Pour contourner l’obstacle, l’ethnologue choisit deux chemins de traverse. Le premier le conduit en Zambie, en mars 2017, pour trois semaines d’interviews et de tournage de vidéos avec le photographe du MEG, Johnathan Watts. Puis dix jours au Bénin, en décembre de la même année. Le matériel récolté fleure bon l’actualité.

Le regard des artistes


L’autre sente buissonnière le mène aux artistes. «J’ai décidé de faire de l’exposition avant tout un parcours de photos et de vidéos. Du coup, les objets des collections sont là à titre illustratif et marquent un décalage.»

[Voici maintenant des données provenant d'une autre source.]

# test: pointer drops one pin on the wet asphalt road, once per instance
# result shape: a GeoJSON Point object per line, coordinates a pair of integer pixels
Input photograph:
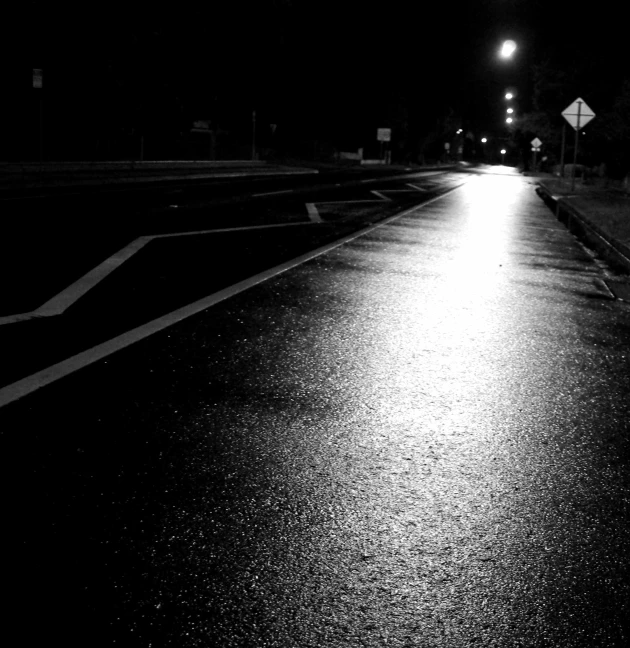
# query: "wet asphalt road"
{"type": "Point", "coordinates": [419, 438]}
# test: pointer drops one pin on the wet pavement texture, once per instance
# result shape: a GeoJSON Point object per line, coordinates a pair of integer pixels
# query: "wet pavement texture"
{"type": "Point", "coordinates": [201, 248]}
{"type": "Point", "coordinates": [419, 438]}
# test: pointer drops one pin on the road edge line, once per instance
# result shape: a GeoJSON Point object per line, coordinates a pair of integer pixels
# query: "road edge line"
{"type": "Point", "coordinates": [25, 386]}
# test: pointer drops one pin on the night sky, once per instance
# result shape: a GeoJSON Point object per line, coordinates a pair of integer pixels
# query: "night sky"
{"type": "Point", "coordinates": [321, 67]}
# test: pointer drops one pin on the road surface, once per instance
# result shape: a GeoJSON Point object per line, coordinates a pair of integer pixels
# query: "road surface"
{"type": "Point", "coordinates": [418, 437]}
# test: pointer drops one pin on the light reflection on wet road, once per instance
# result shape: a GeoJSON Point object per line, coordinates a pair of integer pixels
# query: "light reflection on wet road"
{"type": "Point", "coordinates": [418, 439]}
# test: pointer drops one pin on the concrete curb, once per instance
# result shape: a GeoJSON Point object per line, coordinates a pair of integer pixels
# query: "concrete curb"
{"type": "Point", "coordinates": [578, 223]}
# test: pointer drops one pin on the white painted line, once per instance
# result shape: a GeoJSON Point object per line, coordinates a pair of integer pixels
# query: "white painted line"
{"type": "Point", "coordinates": [32, 383]}
{"type": "Point", "coordinates": [63, 300]}
{"type": "Point", "coordinates": [273, 193]}
{"type": "Point", "coordinates": [71, 294]}
{"type": "Point", "coordinates": [221, 230]}
{"type": "Point", "coordinates": [313, 214]}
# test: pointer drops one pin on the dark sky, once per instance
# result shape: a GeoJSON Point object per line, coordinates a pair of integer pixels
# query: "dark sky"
{"type": "Point", "coordinates": [312, 60]}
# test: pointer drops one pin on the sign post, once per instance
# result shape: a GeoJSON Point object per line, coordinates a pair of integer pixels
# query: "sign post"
{"type": "Point", "coordinates": [536, 144]}
{"type": "Point", "coordinates": [383, 135]}
{"type": "Point", "coordinates": [578, 114]}
{"type": "Point", "coordinates": [37, 83]}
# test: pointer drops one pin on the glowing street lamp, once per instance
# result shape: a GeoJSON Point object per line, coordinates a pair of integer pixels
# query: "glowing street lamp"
{"type": "Point", "coordinates": [508, 48]}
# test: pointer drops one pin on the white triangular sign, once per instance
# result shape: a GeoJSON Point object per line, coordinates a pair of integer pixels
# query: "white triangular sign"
{"type": "Point", "coordinates": [578, 114]}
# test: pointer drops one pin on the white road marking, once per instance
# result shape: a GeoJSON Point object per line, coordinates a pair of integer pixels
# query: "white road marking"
{"type": "Point", "coordinates": [313, 214]}
{"type": "Point", "coordinates": [72, 293]}
{"type": "Point", "coordinates": [273, 193]}
{"type": "Point", "coordinates": [51, 374]}
{"type": "Point", "coordinates": [62, 301]}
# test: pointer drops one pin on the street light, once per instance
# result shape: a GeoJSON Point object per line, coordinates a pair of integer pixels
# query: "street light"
{"type": "Point", "coordinates": [508, 48]}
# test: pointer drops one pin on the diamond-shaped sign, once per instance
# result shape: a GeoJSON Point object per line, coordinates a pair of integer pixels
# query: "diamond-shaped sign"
{"type": "Point", "coordinates": [578, 114]}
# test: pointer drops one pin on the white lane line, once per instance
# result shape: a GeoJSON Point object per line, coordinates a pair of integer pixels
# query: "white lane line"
{"type": "Point", "coordinates": [72, 293]}
{"type": "Point", "coordinates": [51, 374]}
{"type": "Point", "coordinates": [313, 214]}
{"type": "Point", "coordinates": [63, 300]}
{"type": "Point", "coordinates": [221, 230]}
{"type": "Point", "coordinates": [273, 193]}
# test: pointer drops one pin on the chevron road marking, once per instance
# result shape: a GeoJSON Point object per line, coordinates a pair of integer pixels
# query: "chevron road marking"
{"type": "Point", "coordinates": [63, 300]}
{"type": "Point", "coordinates": [49, 375]}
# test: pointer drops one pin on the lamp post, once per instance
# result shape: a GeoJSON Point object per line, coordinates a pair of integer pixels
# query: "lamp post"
{"type": "Point", "coordinates": [507, 49]}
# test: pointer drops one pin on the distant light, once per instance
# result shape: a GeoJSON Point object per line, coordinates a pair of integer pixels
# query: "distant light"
{"type": "Point", "coordinates": [509, 47]}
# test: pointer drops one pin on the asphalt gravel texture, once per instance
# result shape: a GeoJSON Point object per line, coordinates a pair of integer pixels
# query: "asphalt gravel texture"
{"type": "Point", "coordinates": [417, 439]}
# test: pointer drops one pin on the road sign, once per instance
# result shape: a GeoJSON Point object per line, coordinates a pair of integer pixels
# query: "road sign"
{"type": "Point", "coordinates": [578, 114]}
{"type": "Point", "coordinates": [201, 126]}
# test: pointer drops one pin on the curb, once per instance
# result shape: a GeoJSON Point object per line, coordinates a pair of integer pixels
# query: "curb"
{"type": "Point", "coordinates": [578, 223]}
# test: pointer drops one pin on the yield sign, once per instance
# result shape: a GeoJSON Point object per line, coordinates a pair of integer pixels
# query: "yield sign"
{"type": "Point", "coordinates": [578, 114]}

Ont donc été invités à intervenir dans l’exposition le vidéaste d’origine éthiopienne Theo Eshetu, l’un des rares artistes africains à travailler sur les religions, ainsi que les photographes genevois Christian Lutz et Jean-Pierre Grandjean.

Boris Wastiau: «Il est important de multiplier les perspectives et de varier les points de vue. De casser le monopole du discours. J’aime donner de la place aux artistes contemporains au MEG car ce sont des médiateurs qui interprètent la thématique autrement.»

«Ce n'est pas une expo toute gentille»


L’heure du baptême approche. «Afrique. Les religions de l’extase» doit être montrée pour la première fois aux invités d’un vernissage privé mercredi 16 mai, puis ouvre ses portes au public le vendredi 18.

Verdict de son concepteur? «Ce n’est pas une expo toute gentille, où l’on arrondit les angles. Plus le visiteur aura des convictions religieuses fortes, plus il risque d’être secoué. Mais ce que l’on montre, c’est indéniablement la réalité.»